Source: http://www.historicalpreservationgroup.org/bio_curthel_phillips.html
Charles Cuthrell:

It was a cold February day in 1864 when 26-year-old Charles Cuthrell, under the orders of Gen George Pickett, was executed in Kinston for desertion from the Confederate Army.

Charles was born and raised on upper Broad Creek in Craven County North Carolina not far from New Bern. He was the son of Thomas and Matilda Roe Cuthrell.
In 1860 Charles married Celia Searle. They were a young couple with a lifetime of dreams ahead of them. But none of those dreams were to become a reality. The Civil War made sure of that. They had one child who died in infancy. Their marriage was doomed forever on a fateful day in January 1862.

Confederate soldiers came to the neighborhood where the Cuthrell family lived to conscript men into the army. Charles was taken by force to a camp of instruction at New Bern and was placed in Captain Alexander C. Latham's Battery, 3rd North Carolina Artillery. A family friend later recalled that Charles insisted, as did his father and four brothers, that they were Union men. Charles told the soldiers "that if compelled to go into the Rebel service against his will, he would be of no service to the Confederacy, as he would not fire upon the flag of his Country.
Cuthrell was only in the Confederate service for two months when in March 1862 the Battle of New Bern took place. The Union forces won and occupied New Bern for the remainder of the war. Cuthrell made good his previous intentions and refused to fire on the Union and took the first opportunity offered for escape.

Charles went home and helped his family with the crops. Little did they know that it would be the last time he would ever work on the farm? After the harvest was over Charles heard that the 2nd North Carolina Volunteers was being organized. In December he went to New Bern and enlisted.
Less than two months later Cuthrell was on picket duty at Bachelors Creek in Craven County. Gen. Robert E. Lee had given orders that New Bern be captured and taken back under Confederate rule.
Gen. George Pickett led the attack but was unable to capture New Bern. However, they did capture a number of soldiers at Bachelors Creek. The prisoners were marched to Kinston where they were tried. Twenty-two of the prisoners were determined to be deserters from the Confederate Army and were ordered hanged.

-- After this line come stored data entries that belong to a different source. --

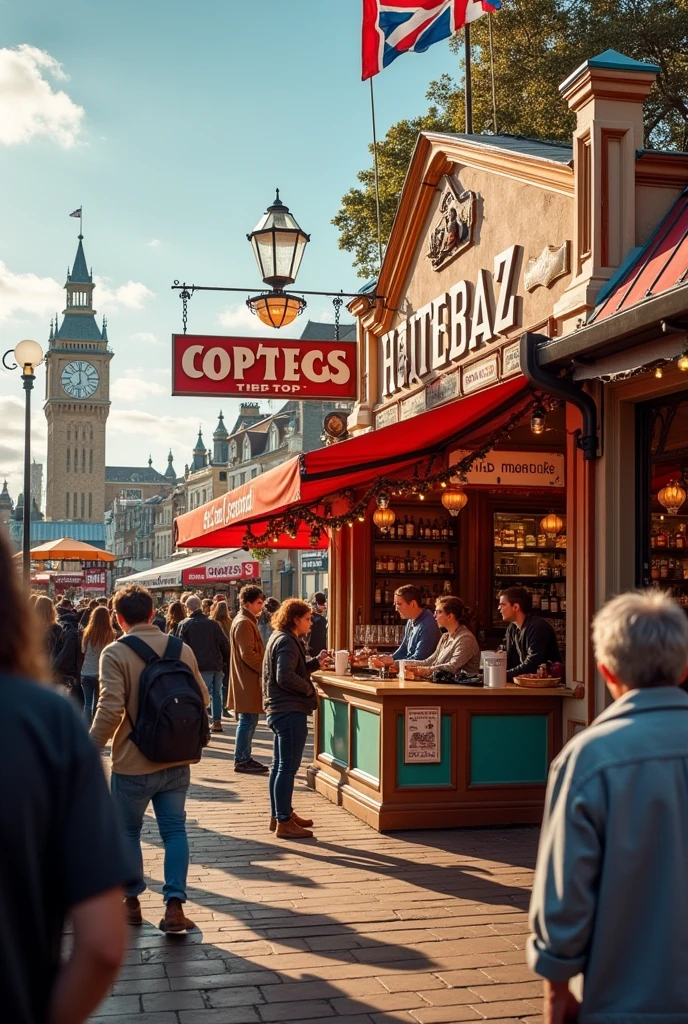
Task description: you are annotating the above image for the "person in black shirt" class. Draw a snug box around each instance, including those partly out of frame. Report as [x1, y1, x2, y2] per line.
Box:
[498, 586, 562, 680]
[307, 592, 328, 658]
[0, 530, 132, 1024]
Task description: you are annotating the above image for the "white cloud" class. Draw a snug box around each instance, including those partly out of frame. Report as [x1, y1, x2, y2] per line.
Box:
[95, 277, 154, 310]
[146, 239, 162, 248]
[130, 331, 166, 349]
[110, 366, 170, 403]
[0, 261, 62, 322]
[109, 408, 200, 470]
[0, 394, 47, 502]
[0, 45, 85, 148]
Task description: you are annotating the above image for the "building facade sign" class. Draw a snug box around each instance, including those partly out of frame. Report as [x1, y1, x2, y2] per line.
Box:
[380, 244, 523, 400]
[426, 371, 460, 409]
[462, 354, 499, 393]
[182, 562, 260, 585]
[83, 568, 108, 590]
[502, 340, 521, 377]
[450, 449, 565, 487]
[173, 334, 357, 399]
[301, 552, 329, 573]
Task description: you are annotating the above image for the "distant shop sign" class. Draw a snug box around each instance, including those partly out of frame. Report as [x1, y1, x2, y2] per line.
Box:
[172, 334, 357, 399]
[182, 562, 260, 585]
[83, 568, 108, 590]
[301, 553, 329, 573]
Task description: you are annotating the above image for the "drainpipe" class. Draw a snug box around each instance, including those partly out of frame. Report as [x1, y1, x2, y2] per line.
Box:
[519, 332, 599, 460]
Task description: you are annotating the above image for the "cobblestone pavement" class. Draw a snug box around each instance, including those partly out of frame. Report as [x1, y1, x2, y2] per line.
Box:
[93, 721, 544, 1024]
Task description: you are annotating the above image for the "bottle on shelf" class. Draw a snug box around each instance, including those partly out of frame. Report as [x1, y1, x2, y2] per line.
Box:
[656, 523, 668, 548]
[418, 517, 424, 539]
[549, 584, 558, 614]
[431, 558, 438, 573]
[532, 588, 542, 610]
[406, 515, 415, 539]
[541, 588, 550, 612]
[412, 551, 420, 573]
[494, 524, 502, 547]
[383, 581, 393, 605]
[374, 583, 382, 605]
[433, 519, 440, 541]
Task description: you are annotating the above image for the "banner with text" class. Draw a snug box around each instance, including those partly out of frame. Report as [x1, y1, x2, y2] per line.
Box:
[182, 562, 260, 585]
[172, 334, 357, 399]
[449, 449, 565, 488]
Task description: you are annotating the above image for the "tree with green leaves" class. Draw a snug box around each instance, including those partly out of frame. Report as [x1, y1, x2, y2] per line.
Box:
[334, 0, 688, 279]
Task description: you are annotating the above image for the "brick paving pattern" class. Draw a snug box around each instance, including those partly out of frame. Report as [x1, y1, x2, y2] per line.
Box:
[93, 722, 544, 1023]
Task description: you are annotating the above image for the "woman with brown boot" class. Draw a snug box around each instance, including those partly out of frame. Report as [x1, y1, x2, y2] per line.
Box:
[262, 599, 328, 839]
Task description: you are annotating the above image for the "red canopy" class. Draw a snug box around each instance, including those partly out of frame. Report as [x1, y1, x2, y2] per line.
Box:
[174, 376, 530, 549]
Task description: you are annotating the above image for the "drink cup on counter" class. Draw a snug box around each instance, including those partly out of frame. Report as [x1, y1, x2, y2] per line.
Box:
[483, 651, 507, 688]
[398, 660, 406, 681]
[334, 650, 349, 675]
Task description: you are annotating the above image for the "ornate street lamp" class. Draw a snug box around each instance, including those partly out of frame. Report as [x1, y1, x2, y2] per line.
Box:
[172, 190, 382, 334]
[247, 190, 309, 328]
[2, 338, 44, 584]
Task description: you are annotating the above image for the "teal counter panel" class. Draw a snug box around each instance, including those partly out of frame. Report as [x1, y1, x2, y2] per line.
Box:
[352, 707, 380, 780]
[396, 715, 452, 787]
[470, 714, 548, 785]
[320, 698, 349, 766]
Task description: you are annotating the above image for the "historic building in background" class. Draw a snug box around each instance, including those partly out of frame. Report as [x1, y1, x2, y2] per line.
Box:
[44, 233, 112, 523]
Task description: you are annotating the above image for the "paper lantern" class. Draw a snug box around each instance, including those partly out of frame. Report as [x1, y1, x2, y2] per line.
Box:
[658, 479, 687, 516]
[441, 486, 468, 517]
[540, 513, 564, 536]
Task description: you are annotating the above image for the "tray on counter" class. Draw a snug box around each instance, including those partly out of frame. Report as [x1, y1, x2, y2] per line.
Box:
[513, 675, 563, 689]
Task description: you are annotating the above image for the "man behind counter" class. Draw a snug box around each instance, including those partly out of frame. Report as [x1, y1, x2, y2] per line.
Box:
[498, 586, 561, 680]
[370, 585, 441, 671]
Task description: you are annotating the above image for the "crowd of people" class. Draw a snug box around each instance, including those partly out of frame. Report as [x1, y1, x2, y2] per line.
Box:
[3, 514, 688, 1024]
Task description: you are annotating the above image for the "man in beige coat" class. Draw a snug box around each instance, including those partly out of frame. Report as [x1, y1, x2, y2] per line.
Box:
[90, 584, 209, 935]
[229, 585, 267, 773]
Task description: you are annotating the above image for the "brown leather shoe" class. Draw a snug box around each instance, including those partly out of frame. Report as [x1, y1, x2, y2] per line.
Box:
[276, 819, 313, 839]
[124, 896, 142, 926]
[159, 897, 196, 935]
[212, 722, 223, 733]
[291, 811, 314, 828]
[270, 811, 314, 833]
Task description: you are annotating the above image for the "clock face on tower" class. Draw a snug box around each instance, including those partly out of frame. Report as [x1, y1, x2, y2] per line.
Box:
[61, 360, 99, 399]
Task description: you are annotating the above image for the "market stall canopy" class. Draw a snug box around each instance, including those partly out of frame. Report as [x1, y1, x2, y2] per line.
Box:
[174, 376, 530, 549]
[24, 538, 115, 562]
[114, 547, 259, 590]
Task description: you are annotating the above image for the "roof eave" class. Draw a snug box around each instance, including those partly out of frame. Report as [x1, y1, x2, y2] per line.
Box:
[538, 283, 688, 368]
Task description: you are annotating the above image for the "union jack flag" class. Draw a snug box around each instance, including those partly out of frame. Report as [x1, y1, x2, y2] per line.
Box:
[362, 0, 501, 80]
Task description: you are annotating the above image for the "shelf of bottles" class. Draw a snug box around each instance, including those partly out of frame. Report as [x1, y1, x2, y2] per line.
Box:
[492, 511, 567, 652]
[368, 508, 459, 641]
[650, 514, 688, 606]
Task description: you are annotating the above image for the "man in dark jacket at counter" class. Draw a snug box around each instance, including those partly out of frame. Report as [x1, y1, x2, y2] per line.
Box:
[178, 596, 230, 732]
[498, 587, 561, 680]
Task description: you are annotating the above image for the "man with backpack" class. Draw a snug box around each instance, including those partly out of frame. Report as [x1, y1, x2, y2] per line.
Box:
[90, 584, 210, 935]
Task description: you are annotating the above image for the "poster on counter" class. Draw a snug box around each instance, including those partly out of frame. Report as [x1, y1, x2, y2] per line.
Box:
[404, 706, 441, 764]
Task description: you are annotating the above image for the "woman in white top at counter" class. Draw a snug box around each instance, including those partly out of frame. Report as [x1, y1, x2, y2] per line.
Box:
[405, 596, 481, 678]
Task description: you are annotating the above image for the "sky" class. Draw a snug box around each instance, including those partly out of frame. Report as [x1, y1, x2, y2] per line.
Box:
[0, 0, 462, 506]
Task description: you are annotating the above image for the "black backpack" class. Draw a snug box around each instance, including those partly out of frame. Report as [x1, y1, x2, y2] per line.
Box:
[118, 635, 210, 762]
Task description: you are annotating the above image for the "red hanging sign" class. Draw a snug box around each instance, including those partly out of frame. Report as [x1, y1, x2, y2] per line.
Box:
[172, 334, 357, 399]
[181, 562, 261, 585]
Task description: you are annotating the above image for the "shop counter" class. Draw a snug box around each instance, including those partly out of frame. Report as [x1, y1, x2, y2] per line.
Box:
[306, 671, 572, 831]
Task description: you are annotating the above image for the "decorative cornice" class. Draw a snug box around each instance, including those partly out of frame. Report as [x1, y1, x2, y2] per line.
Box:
[352, 133, 574, 336]
[560, 67, 656, 113]
[635, 151, 688, 189]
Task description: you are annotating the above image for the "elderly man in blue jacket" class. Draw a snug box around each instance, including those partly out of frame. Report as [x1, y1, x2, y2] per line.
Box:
[369, 585, 441, 672]
[528, 590, 688, 1023]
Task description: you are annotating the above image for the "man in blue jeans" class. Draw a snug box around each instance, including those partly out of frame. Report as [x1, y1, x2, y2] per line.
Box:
[178, 595, 230, 733]
[90, 584, 210, 934]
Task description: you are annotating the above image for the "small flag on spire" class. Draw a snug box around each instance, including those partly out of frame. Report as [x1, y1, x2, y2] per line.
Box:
[69, 208, 82, 218]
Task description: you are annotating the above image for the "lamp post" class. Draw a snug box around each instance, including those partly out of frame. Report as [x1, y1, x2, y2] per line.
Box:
[172, 188, 384, 336]
[2, 339, 44, 584]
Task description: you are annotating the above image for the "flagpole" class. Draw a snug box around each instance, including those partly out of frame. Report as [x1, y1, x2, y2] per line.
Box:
[369, 78, 383, 271]
[488, 13, 498, 134]
[80, 207, 83, 237]
[464, 24, 473, 135]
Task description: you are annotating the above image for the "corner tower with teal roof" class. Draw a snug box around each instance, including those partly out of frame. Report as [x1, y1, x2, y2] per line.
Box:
[44, 231, 113, 523]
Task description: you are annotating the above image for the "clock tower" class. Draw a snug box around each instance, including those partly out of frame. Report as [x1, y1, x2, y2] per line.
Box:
[44, 233, 112, 522]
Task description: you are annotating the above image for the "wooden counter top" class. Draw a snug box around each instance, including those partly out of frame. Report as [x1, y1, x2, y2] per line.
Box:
[313, 670, 573, 698]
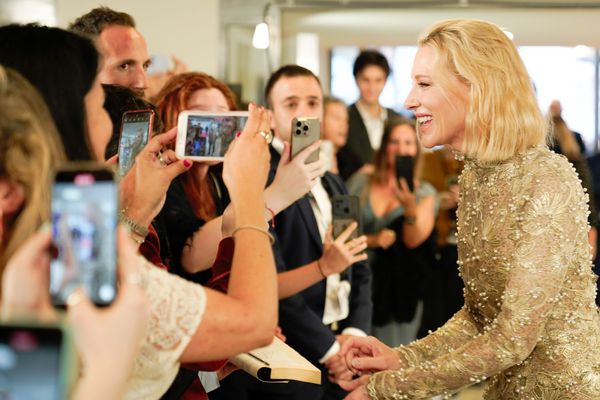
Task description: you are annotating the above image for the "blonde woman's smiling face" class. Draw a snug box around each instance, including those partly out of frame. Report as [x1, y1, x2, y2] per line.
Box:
[404, 45, 470, 150]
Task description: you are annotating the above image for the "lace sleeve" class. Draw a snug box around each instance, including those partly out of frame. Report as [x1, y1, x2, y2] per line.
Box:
[367, 160, 587, 399]
[393, 307, 479, 368]
[125, 256, 206, 400]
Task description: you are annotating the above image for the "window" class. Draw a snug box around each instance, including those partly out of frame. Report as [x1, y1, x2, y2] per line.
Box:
[331, 45, 599, 153]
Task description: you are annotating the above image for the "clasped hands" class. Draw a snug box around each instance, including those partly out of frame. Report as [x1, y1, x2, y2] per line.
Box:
[326, 336, 400, 399]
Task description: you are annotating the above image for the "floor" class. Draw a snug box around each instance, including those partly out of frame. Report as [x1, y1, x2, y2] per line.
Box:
[457, 385, 484, 400]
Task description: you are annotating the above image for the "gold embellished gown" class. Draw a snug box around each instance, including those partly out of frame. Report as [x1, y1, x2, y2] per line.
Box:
[367, 147, 600, 399]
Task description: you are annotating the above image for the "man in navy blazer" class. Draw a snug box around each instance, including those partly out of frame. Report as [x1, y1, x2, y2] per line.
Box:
[266, 65, 372, 399]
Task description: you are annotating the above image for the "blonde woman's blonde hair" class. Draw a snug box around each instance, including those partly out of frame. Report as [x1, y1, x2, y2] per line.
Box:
[0, 65, 66, 274]
[419, 19, 549, 161]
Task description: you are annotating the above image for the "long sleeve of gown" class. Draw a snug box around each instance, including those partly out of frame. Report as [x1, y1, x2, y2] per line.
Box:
[393, 307, 479, 369]
[367, 148, 598, 399]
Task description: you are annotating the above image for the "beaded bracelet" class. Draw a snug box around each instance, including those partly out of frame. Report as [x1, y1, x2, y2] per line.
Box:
[231, 224, 275, 245]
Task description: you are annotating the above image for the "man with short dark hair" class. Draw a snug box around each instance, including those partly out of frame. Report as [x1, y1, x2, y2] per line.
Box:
[266, 65, 371, 400]
[69, 7, 150, 97]
[337, 50, 399, 180]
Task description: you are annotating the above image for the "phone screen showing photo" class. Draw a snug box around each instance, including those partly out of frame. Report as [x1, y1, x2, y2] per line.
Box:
[184, 114, 248, 158]
[0, 326, 63, 400]
[50, 169, 117, 307]
[118, 111, 153, 176]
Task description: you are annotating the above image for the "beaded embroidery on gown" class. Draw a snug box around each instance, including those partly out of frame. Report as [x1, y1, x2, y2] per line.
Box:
[124, 256, 206, 400]
[367, 147, 600, 399]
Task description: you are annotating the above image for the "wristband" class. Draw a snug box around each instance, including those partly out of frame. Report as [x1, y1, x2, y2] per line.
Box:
[119, 208, 149, 238]
[231, 224, 275, 245]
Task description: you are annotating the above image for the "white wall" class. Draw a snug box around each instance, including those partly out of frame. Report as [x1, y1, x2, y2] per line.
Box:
[55, 0, 220, 76]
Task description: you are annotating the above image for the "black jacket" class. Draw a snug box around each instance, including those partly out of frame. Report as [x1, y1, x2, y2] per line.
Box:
[268, 146, 372, 365]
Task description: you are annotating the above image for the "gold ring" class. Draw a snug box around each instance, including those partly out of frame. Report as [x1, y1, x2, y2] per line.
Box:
[157, 151, 167, 166]
[258, 130, 273, 144]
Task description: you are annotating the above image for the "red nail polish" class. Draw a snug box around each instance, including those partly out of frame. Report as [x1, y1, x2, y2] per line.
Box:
[236, 131, 241, 137]
[183, 159, 191, 168]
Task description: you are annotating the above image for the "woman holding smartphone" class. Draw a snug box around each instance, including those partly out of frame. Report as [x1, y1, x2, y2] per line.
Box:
[346, 117, 437, 347]
[0, 25, 280, 400]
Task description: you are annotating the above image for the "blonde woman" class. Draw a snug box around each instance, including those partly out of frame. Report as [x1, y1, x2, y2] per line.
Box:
[336, 19, 600, 399]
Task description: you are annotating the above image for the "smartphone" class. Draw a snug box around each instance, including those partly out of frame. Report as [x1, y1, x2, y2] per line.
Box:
[176, 111, 249, 161]
[395, 155, 415, 192]
[332, 195, 361, 240]
[118, 109, 154, 176]
[50, 163, 118, 308]
[291, 117, 320, 163]
[0, 323, 72, 400]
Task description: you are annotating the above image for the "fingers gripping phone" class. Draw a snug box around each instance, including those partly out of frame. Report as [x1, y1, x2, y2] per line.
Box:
[176, 111, 249, 161]
[118, 109, 154, 177]
[395, 155, 415, 192]
[291, 117, 320, 163]
[50, 164, 118, 308]
[332, 195, 361, 240]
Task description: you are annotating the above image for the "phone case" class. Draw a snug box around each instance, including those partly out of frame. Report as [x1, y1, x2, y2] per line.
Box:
[118, 110, 154, 176]
[395, 155, 415, 192]
[332, 195, 361, 240]
[50, 162, 118, 309]
[291, 117, 320, 164]
[176, 110, 249, 162]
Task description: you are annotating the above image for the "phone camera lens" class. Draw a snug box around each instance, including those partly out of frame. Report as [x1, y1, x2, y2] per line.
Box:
[296, 129, 302, 135]
[303, 125, 309, 131]
[296, 121, 302, 127]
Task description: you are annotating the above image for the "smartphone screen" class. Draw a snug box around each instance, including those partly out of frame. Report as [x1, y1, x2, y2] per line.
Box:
[50, 166, 118, 308]
[176, 111, 249, 161]
[291, 117, 320, 164]
[332, 195, 361, 240]
[0, 325, 65, 400]
[395, 155, 415, 192]
[118, 110, 154, 176]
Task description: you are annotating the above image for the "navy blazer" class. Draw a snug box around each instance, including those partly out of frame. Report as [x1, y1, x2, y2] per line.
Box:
[268, 146, 372, 366]
[337, 103, 398, 180]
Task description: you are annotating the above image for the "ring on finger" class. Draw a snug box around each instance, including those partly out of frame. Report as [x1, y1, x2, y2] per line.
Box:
[258, 130, 273, 144]
[157, 150, 168, 166]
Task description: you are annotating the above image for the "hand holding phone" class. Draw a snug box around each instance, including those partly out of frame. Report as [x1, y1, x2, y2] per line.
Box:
[320, 196, 368, 276]
[291, 117, 320, 164]
[332, 195, 361, 240]
[118, 110, 154, 176]
[50, 163, 118, 308]
[176, 111, 249, 162]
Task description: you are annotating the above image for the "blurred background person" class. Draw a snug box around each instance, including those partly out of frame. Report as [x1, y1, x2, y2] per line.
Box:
[321, 96, 349, 175]
[337, 49, 399, 180]
[549, 100, 598, 261]
[419, 145, 464, 339]
[347, 117, 437, 347]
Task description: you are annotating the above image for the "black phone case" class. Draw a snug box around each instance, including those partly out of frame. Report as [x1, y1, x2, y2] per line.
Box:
[332, 195, 361, 240]
[395, 155, 415, 192]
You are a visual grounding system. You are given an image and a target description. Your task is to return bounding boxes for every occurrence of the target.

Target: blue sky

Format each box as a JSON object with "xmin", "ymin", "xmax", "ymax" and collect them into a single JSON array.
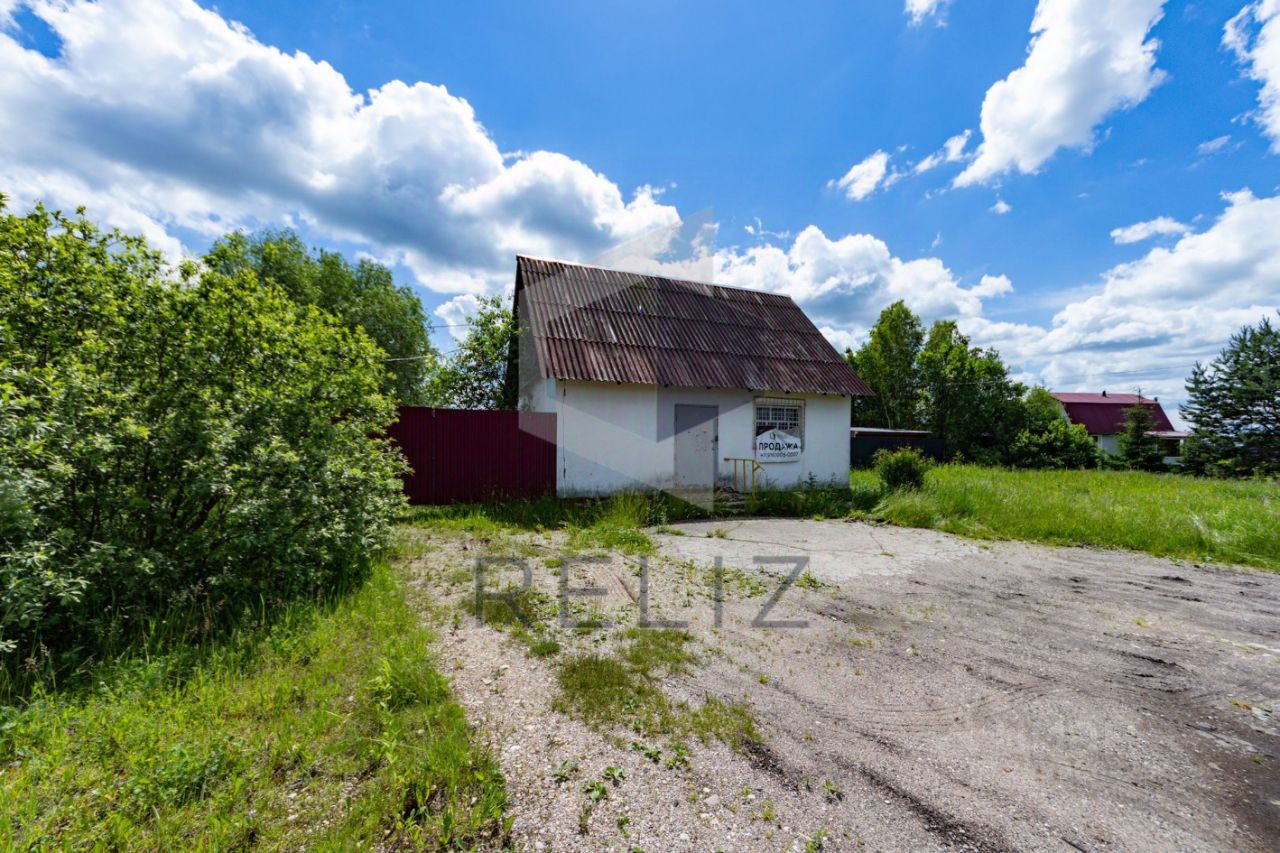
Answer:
[{"xmin": 3, "ymin": 0, "xmax": 1279, "ymax": 418}]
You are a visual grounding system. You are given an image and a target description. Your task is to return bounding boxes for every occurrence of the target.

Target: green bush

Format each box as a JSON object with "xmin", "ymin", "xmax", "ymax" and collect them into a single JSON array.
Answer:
[
  {"xmin": 1008, "ymin": 419, "xmax": 1100, "ymax": 469},
  {"xmin": 873, "ymin": 447, "xmax": 929, "ymax": 491},
  {"xmin": 0, "ymin": 201, "xmax": 403, "ymax": 663}
]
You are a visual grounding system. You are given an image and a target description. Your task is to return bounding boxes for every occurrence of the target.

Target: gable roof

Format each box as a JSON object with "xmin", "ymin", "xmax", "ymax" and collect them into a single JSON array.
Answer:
[
  {"xmin": 512, "ymin": 256, "xmax": 872, "ymax": 396},
  {"xmin": 1050, "ymin": 392, "xmax": 1175, "ymax": 435}
]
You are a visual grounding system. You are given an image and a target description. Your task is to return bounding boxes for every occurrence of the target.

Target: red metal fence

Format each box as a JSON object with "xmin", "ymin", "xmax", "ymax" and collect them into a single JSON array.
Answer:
[{"xmin": 387, "ymin": 407, "xmax": 557, "ymax": 505}]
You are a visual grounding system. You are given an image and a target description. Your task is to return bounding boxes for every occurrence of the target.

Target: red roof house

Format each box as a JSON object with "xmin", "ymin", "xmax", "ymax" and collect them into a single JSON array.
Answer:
[
  {"xmin": 1049, "ymin": 392, "xmax": 1186, "ymax": 461},
  {"xmin": 1049, "ymin": 392, "xmax": 1176, "ymax": 435}
]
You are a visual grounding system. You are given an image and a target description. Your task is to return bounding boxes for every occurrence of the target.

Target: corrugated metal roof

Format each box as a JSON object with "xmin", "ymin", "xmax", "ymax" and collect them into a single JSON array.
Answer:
[
  {"xmin": 514, "ymin": 256, "xmax": 872, "ymax": 396},
  {"xmin": 1050, "ymin": 392, "xmax": 1175, "ymax": 435},
  {"xmin": 1052, "ymin": 392, "xmax": 1151, "ymax": 405}
]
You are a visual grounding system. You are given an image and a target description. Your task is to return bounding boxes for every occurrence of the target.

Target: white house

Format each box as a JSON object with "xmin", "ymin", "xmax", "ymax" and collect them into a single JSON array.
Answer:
[
  {"xmin": 1049, "ymin": 391, "xmax": 1188, "ymax": 465},
  {"xmin": 510, "ymin": 256, "xmax": 872, "ymax": 500}
]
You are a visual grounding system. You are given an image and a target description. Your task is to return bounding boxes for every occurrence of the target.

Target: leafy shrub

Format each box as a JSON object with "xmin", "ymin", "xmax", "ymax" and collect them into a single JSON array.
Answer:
[
  {"xmin": 1009, "ymin": 419, "xmax": 1100, "ymax": 469},
  {"xmin": 873, "ymin": 447, "xmax": 929, "ymax": 491},
  {"xmin": 0, "ymin": 201, "xmax": 403, "ymax": 662}
]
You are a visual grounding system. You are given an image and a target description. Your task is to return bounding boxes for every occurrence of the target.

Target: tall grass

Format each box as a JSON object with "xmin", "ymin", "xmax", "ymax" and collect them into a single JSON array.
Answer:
[
  {"xmin": 406, "ymin": 468, "xmax": 1280, "ymax": 572},
  {"xmin": 856, "ymin": 465, "xmax": 1280, "ymax": 571},
  {"xmin": 0, "ymin": 562, "xmax": 509, "ymax": 849},
  {"xmin": 405, "ymin": 491, "xmax": 707, "ymax": 534},
  {"xmin": 407, "ymin": 493, "xmax": 709, "ymax": 556}
]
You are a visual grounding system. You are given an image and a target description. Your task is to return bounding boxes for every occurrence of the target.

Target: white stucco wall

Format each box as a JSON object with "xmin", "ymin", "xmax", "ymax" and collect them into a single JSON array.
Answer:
[{"xmin": 525, "ymin": 379, "xmax": 850, "ymax": 496}]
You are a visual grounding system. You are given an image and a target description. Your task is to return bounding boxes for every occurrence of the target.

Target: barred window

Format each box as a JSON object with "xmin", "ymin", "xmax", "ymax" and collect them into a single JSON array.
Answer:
[{"xmin": 754, "ymin": 400, "xmax": 803, "ymax": 440}]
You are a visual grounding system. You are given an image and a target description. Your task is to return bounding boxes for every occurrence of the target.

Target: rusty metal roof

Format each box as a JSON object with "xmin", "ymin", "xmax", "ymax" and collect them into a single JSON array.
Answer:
[{"xmin": 513, "ymin": 256, "xmax": 872, "ymax": 396}]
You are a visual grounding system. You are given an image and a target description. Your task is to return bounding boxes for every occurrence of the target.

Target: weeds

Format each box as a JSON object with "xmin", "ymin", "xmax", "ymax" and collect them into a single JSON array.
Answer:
[
  {"xmin": 620, "ymin": 628, "xmax": 697, "ymax": 679},
  {"xmin": 631, "ymin": 741, "xmax": 662, "ymax": 763},
  {"xmin": 795, "ymin": 571, "xmax": 830, "ymax": 590},
  {"xmin": 553, "ymin": 637, "xmax": 760, "ymax": 771},
  {"xmin": 582, "ymin": 779, "xmax": 609, "ymax": 803},
  {"xmin": 684, "ymin": 697, "xmax": 761, "ymax": 750},
  {"xmin": 552, "ymin": 760, "xmax": 579, "ymax": 783},
  {"xmin": 463, "ymin": 583, "xmax": 565, "ymax": 660},
  {"xmin": 465, "ymin": 584, "xmax": 553, "ymax": 629},
  {"xmin": 555, "ymin": 654, "xmax": 658, "ymax": 728},
  {"xmin": 528, "ymin": 638, "xmax": 562, "ymax": 658}
]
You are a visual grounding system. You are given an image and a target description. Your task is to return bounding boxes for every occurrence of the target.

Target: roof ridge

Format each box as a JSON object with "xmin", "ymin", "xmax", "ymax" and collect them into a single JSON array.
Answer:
[{"xmin": 516, "ymin": 254, "xmax": 794, "ymax": 300}]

Most of the men had been in the Home Guard from Jones County and not really the Confederate Army. The Union felt the men should have been tried as prisoners of war and not deserters of the Confederate Army. There was a lot of controversy about the hanging and that controversy still exists to present times. Gen. Pickett left the country after the war for fear that he would be charge with war crimes because of his actions concerning the Kinston Hangings. Charles Cuthrell may have been the only one of the 22 that truly was a Unionist and had served in the Confederate Army.

After Cuthrell and the other men hanged on February 15 were cut down from the gallows, they were stripped of their blue uniforms, which were given to the civilian hangman -- a strange, cross-eyed, nameless man from Raleigh -- as he had demanded the garments as part of his pay for accomplishing the feat of mass execution. The bodies, some totally naked, were left lying by the scaffold until claimed by relatives, who had to provide their own transportation to carry their men back to their family burial plots. The army would not provide any of its wagons. Those not claimed by kin were simply buried in the sandy field by the gallows. It is likely that Charles Cuthrell was one of those buried in that fashion. No tombstone has ever been found in Craven County to mark his grave. The family lived more than 40 miles away, and it is doubtful his young 19-year-old wife, Celia Searle Cuthrell or his father and brothers, could have traveled that distance through Union lines to recover his remains even if they had been aware of his hanging.

Some say, at times, there are strange and unaccounted sounds around the area of where the hangings took place. Could it be the ghost of some of the men that were hanged on that cold February day? No one knows for sure but the people that have heard the sounds know it is nothing of this realm.